To będzie wyjątkowy Przystanek Woodstock. Nie dość, że impreza odbędzie się w tym roku wyjątkowo wcześnie, bo już w połowie lipca, to jeszcze pierwszy raz w historii jej teren będzie musiał być ogrodzony przez organizatorów. Komendant lubuskiej policji poinformował WOŚP, że festiwalowi ma zostać nadany status imprezy podwyższonego ryzyka. To jest nasza reakcja na to co się dzieje w Europie, ale także w Polsce. Można mówić, że nas to nie dotyczy, ale to nieprawda. Przykład bombera z Wrocławia, czy mężczyzny zatrzymanego na granicy polsko-ukraińskiej, planującego ataki we Francji, pokazują, że jest inaczej. Woodstock to impreza niebiletowana, tam każdy może wejść w tłum i robić co mu się podoba – mówił w rozmowie z TVN24.pl Marcin Maludy, rzecznik lubuskiej policji.
Jurek Owsiak odpowiedział pełnym emocji oświadczeniem opublikowanym na stronie festiwalu. Kiedy dwa tygodnie temu z ust wojewody lubuskiego po raz pierwszy usłyszeliśmy taką zapowiedź, przecieraliśmy oczy ze zdumienia. Od zawsze, a od kilku lat z ogromnymi sukcesami, Przystanek Woodstock organizowany był ze szczególną dbałością o bezpieczeństwo jego uczestników. (…) Chwaliły nas nie tylko służby mundurowe, ale także wszystkie inne instytucje współpracujące przy zabezpieczeniu festiwalu. Podkreślano jego wyjątkowość, serdeczność, a przy tym niezwykłą staranność organizatora w wypełnianiu wszystkich wymogów. Tak oceniały nas m.in. Inspekcja Sanitarna, służby medyczne, czy służby zabezpieczenia kolei – napisał. W dalszej części komunikatu czytamy: Zanim otrzymaliśmy formalny komunikat policji, w odpowiedzi na zaskakującą opinię wojewody lubuskiego opracowaliśmy rewolucyjny plan zabezpieczenia imprezy. Z wielkim bólem, z ciężkim sercem, ale… Ogrodziliśmy ogromny teren całego Przystanku Woodstock. Stworzyliśmy 14 wielkich bram, przyjęliśmy większą ilość Pokojowego Patrolu, który ma razem z nami pilnować porządku na festiwalu. Przyjęliśmy także zasadę, że na terenie poniżej wzgórza ASP nie będą mogły parkować samochody (to była odpowiedź na wcześniejsze sugestie policji). Poszerzyliśmy strefy wolne od procentów. To już nie tylko ASP, ale także miejsca bezpośrednio pod Dużą i Małą Sceną.
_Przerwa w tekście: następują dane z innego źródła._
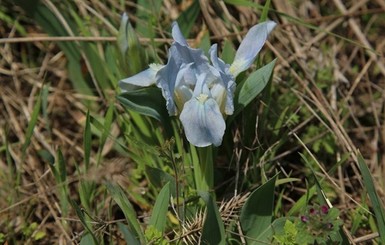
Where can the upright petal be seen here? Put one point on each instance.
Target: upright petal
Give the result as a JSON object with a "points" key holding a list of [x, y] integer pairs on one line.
{"points": [[142, 79], [177, 34], [201, 118], [227, 82], [165, 79], [250, 46]]}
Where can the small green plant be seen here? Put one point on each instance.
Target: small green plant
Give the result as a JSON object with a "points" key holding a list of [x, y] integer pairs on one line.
{"points": [[316, 225]]}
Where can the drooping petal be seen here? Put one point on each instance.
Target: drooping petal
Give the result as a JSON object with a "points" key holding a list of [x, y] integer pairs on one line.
{"points": [[250, 46], [203, 122], [142, 79], [201, 118]]}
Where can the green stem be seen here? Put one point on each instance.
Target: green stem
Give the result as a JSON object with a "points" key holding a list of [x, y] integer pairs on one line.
{"points": [[206, 167]]}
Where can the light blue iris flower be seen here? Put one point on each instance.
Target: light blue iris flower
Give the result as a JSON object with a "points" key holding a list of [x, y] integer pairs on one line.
{"points": [[199, 91]]}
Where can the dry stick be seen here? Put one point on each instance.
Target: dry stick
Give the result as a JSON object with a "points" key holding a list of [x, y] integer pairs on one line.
{"points": [[62, 20], [353, 24]]}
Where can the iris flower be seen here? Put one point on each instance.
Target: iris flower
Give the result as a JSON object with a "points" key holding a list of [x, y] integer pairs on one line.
{"points": [[197, 89]]}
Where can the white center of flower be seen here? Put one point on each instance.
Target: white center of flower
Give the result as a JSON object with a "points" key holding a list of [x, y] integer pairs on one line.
{"points": [[202, 98]]}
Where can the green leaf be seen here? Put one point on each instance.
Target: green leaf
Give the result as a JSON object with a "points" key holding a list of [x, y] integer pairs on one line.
{"points": [[146, 101], [256, 214], [159, 213], [265, 11], [87, 141], [121, 199], [127, 234], [254, 84], [213, 231], [31, 126], [158, 177], [378, 209], [86, 225]]}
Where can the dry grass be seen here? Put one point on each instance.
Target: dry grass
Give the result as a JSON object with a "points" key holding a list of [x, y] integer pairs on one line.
{"points": [[350, 104]]}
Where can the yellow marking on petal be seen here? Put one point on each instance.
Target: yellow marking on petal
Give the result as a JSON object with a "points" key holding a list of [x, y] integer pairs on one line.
{"points": [[202, 98]]}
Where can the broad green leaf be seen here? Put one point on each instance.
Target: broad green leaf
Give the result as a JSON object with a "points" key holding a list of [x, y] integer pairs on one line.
{"points": [[31, 126], [213, 231], [378, 207], [159, 212], [254, 84], [121, 199], [265, 11], [146, 101], [257, 213], [158, 177], [127, 234]]}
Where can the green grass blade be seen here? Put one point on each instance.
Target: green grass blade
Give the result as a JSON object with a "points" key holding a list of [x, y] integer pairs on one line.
{"points": [[121, 199], [159, 213], [146, 101], [85, 224], [158, 177], [213, 231], [252, 86], [265, 11], [378, 207], [257, 213], [87, 141], [107, 125], [31, 126], [128, 236]]}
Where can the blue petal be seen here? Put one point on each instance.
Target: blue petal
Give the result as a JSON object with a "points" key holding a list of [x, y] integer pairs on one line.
{"points": [[143, 79], [201, 118], [165, 79], [228, 83], [250, 46], [203, 122], [177, 34]]}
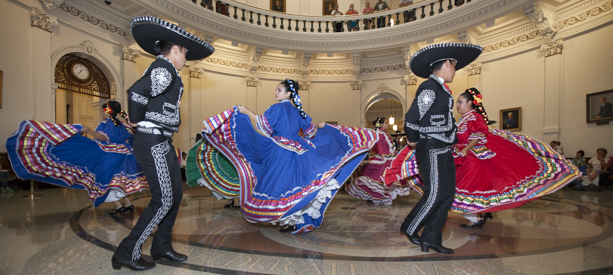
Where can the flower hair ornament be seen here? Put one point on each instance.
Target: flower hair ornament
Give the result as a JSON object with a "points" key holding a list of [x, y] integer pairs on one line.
{"points": [[295, 97], [477, 100]]}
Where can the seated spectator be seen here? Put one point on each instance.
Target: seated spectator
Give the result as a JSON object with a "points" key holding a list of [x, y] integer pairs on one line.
{"points": [[367, 10], [408, 14], [4, 180], [579, 160], [606, 175], [600, 161], [352, 25], [338, 26], [591, 177], [381, 6]]}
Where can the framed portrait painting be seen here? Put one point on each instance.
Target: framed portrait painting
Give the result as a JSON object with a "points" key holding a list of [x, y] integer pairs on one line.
{"points": [[510, 119], [599, 107], [277, 5], [328, 6]]}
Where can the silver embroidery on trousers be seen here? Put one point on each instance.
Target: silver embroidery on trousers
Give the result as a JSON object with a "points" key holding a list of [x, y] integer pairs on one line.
{"points": [[434, 182], [158, 152], [424, 101], [139, 98], [160, 80]]}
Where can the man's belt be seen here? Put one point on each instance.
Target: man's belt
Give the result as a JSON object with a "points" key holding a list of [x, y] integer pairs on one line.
{"points": [[154, 131]]}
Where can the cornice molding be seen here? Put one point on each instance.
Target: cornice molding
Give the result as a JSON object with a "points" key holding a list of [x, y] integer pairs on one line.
{"points": [[92, 19], [235, 30], [584, 15]]}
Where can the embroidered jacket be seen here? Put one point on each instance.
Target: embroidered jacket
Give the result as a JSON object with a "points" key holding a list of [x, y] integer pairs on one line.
{"points": [[155, 96], [430, 115]]}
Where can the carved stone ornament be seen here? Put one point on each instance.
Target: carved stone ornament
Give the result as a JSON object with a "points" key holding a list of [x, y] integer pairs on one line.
{"points": [[553, 47], [410, 80], [252, 81], [474, 68], [255, 60], [306, 59], [382, 88], [89, 47], [305, 85], [540, 18], [406, 52], [464, 37], [52, 4], [42, 20], [130, 54], [195, 72], [356, 63]]}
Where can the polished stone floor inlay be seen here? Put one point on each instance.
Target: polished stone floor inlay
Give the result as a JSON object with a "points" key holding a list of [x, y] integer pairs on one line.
{"points": [[565, 233]]}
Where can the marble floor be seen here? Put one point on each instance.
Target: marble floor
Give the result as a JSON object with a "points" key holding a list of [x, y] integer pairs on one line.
{"points": [[569, 232]]}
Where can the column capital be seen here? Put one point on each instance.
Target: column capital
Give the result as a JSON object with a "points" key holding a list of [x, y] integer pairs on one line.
{"points": [[42, 20], [553, 47], [305, 85], [410, 79], [474, 68], [130, 54]]}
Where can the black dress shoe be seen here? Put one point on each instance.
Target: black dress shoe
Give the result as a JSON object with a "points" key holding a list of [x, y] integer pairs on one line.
{"points": [[139, 264], [425, 247], [288, 228], [117, 211], [413, 238], [488, 215], [479, 224], [171, 255]]}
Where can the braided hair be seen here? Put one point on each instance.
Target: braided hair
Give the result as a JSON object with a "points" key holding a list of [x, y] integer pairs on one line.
{"points": [[475, 97], [112, 109], [378, 122], [293, 87]]}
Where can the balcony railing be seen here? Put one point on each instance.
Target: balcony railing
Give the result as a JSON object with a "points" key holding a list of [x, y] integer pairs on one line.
{"points": [[327, 24]]}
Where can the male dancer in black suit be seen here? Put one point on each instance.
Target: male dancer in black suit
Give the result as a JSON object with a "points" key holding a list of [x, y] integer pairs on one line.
{"points": [[431, 130], [153, 102]]}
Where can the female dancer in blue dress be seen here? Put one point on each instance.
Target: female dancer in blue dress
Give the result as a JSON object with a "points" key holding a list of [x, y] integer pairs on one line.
{"points": [[285, 177], [58, 154]]}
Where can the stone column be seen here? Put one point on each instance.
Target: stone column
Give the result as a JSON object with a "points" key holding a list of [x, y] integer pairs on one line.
{"points": [[553, 85], [251, 95], [61, 117], [42, 69]]}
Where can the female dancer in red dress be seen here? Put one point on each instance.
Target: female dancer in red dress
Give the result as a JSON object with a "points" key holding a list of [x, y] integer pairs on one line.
{"points": [[495, 169]]}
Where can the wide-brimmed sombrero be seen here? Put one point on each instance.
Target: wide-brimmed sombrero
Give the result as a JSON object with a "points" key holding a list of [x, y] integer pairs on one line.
{"points": [[147, 30], [462, 53]]}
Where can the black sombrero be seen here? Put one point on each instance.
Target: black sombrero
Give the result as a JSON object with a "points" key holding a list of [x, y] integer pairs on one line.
{"points": [[147, 30], [462, 53]]}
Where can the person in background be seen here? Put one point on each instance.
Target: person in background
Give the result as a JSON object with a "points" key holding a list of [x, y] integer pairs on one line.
{"points": [[579, 160], [153, 102], [338, 26], [381, 6], [367, 10], [600, 161], [408, 14], [352, 25]]}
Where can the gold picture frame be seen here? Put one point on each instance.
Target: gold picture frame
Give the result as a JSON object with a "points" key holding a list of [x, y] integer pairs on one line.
{"points": [[277, 5], [510, 119], [328, 6], [597, 111]]}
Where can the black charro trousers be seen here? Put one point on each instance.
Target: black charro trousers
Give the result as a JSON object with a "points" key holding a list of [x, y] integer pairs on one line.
{"points": [[156, 156], [437, 170]]}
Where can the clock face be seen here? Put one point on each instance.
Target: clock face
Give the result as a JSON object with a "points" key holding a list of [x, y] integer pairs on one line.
{"points": [[80, 71]]}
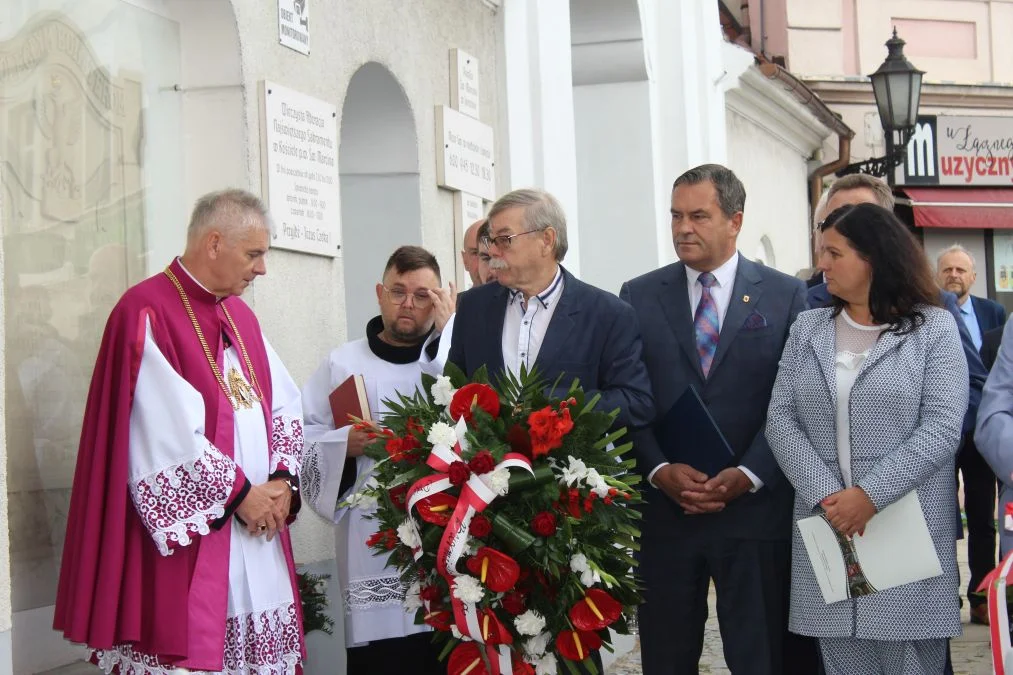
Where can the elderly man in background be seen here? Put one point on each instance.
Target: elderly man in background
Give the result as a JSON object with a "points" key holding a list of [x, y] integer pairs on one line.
{"points": [[470, 252], [955, 273]]}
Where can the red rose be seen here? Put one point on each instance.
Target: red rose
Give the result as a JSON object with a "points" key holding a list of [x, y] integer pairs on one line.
{"points": [[544, 524], [430, 593], [514, 603], [399, 448], [459, 473], [519, 440], [470, 395], [482, 462], [480, 526], [547, 429], [399, 496]]}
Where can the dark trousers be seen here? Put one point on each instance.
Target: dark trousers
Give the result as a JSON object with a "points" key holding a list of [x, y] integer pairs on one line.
{"points": [[414, 654], [980, 507], [752, 579]]}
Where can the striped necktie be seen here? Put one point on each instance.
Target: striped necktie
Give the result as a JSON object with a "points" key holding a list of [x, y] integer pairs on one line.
{"points": [[705, 323]]}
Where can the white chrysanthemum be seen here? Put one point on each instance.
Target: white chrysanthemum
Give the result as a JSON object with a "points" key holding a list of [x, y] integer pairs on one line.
{"points": [[365, 499], [497, 481], [442, 434], [546, 665], [536, 646], [597, 483], [530, 622], [411, 600], [573, 472], [590, 577], [442, 390], [408, 534], [468, 589]]}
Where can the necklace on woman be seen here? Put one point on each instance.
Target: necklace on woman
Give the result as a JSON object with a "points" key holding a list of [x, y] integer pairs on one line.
{"points": [[239, 392]]}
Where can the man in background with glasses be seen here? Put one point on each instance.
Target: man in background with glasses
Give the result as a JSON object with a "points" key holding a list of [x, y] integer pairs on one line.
{"points": [[540, 315], [400, 345]]}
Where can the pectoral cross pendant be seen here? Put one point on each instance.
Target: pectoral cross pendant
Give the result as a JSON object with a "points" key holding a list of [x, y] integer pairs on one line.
{"points": [[242, 392]]}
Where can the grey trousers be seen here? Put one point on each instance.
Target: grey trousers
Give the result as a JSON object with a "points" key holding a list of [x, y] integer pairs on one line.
{"points": [[850, 656]]}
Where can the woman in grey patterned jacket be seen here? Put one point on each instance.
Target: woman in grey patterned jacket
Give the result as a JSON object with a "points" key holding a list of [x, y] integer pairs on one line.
{"points": [[867, 406]]}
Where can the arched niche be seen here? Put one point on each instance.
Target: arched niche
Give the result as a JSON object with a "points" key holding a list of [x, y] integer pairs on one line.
{"points": [[120, 113], [378, 162]]}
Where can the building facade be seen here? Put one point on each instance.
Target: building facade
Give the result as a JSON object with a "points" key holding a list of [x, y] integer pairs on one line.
{"points": [[367, 125], [956, 182]]}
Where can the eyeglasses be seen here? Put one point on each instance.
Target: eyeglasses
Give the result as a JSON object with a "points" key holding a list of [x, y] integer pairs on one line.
{"points": [[398, 296], [503, 241]]}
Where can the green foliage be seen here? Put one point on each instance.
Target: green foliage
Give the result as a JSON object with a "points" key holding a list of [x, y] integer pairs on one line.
{"points": [[313, 594], [586, 483]]}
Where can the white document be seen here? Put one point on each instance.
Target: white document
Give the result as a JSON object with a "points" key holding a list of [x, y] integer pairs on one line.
{"points": [[895, 549]]}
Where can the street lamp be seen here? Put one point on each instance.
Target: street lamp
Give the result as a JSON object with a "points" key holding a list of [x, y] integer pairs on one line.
{"points": [[898, 87]]}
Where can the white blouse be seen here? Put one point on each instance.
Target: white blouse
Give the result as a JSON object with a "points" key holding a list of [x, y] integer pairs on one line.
{"points": [[854, 342]]}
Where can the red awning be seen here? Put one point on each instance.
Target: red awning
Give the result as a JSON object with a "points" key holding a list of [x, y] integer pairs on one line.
{"points": [[969, 208]]}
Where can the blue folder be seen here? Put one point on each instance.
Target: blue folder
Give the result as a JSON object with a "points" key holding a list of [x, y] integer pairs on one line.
{"points": [[688, 434]]}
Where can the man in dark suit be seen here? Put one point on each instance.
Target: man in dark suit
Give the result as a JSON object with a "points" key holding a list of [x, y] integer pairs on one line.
{"points": [[541, 315], [718, 322], [955, 273]]}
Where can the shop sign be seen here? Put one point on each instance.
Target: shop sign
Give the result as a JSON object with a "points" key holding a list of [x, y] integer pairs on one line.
{"points": [[300, 168], [952, 150]]}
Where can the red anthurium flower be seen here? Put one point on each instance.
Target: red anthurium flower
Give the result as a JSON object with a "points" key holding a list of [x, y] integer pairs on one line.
{"points": [[597, 610], [493, 631], [497, 571], [437, 509], [522, 667], [519, 440], [466, 659], [458, 472], [470, 395], [480, 526], [577, 645], [482, 462], [399, 496], [440, 619], [547, 429]]}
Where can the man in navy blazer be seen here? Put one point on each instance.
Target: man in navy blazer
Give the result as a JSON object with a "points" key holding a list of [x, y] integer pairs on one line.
{"points": [[956, 274], [541, 315], [718, 322]]}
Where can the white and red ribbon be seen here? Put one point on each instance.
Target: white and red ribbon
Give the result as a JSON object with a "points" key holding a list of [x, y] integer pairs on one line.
{"points": [[999, 622], [475, 497]]}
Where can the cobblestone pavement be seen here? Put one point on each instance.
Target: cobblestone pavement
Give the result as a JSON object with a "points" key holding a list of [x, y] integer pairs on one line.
{"points": [[970, 651]]}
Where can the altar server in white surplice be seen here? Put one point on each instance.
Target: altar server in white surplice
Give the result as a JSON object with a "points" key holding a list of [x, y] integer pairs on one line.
{"points": [[409, 338]]}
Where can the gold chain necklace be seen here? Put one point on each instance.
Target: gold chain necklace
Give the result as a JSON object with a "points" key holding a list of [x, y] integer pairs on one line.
{"points": [[240, 394]]}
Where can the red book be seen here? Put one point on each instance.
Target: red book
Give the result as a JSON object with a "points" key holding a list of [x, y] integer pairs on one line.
{"points": [[348, 400]]}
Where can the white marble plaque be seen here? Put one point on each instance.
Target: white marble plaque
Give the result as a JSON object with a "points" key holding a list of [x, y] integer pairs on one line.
{"points": [[294, 24], [464, 83], [300, 169], [466, 161]]}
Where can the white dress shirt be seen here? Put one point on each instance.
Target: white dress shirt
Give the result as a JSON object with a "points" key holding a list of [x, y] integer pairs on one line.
{"points": [[526, 323], [724, 277], [970, 321]]}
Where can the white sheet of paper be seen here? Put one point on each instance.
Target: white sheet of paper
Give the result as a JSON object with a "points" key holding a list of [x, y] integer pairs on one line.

Obszerny fragment oświadczenia Jerzego Owsiaka prezentujemy poniżej. Z jego pełną treścią możecie się zapoznać zaglądając tutaj .
Byliśmy przekonani, że tak daleko idące z naszej strony propozycje wystarczą, aby festiwal odbył się wg dotychczasowych zasad. Niestety, otrzymaliśmy 6-stronicową opinię policji uzasadniającą dlaczego Przystanek Woodstock w sporej części otrzymuje status imprezy o podwyższonym ryzyku. Znajdują się tam określenia, które trudno jest zastosować do naszego festiwalu. Takie stwierdzenia jak „możliwość wystąpienia przejawów nienawiści na tle narodowościowym, kulturowym, etnicznym czy wyznaniowym”, lub to, że „Przystanek Woodstock może być obiektem zainteresowania środowisk skrajnie nacjonalistycznych oraz skrajnych środowisk lewackich” można by porównać do przewidywań, że pierwszego dnia festiwalu spadnie śnieg. Na przestrzeni lat uczestnicy Przystanku Woodstock wielokrotnie pokazali, iż łączą ich niezwykłe i bardzo pozytywne więzi społeczne, które przeciwstawiają się wszelkim wynaturzeniom i które pozwalają, o czym wyżej wspomnieliśmy, utrzymać porządek w tym niezwykle wartkim i ludnym woodstockowym mieście.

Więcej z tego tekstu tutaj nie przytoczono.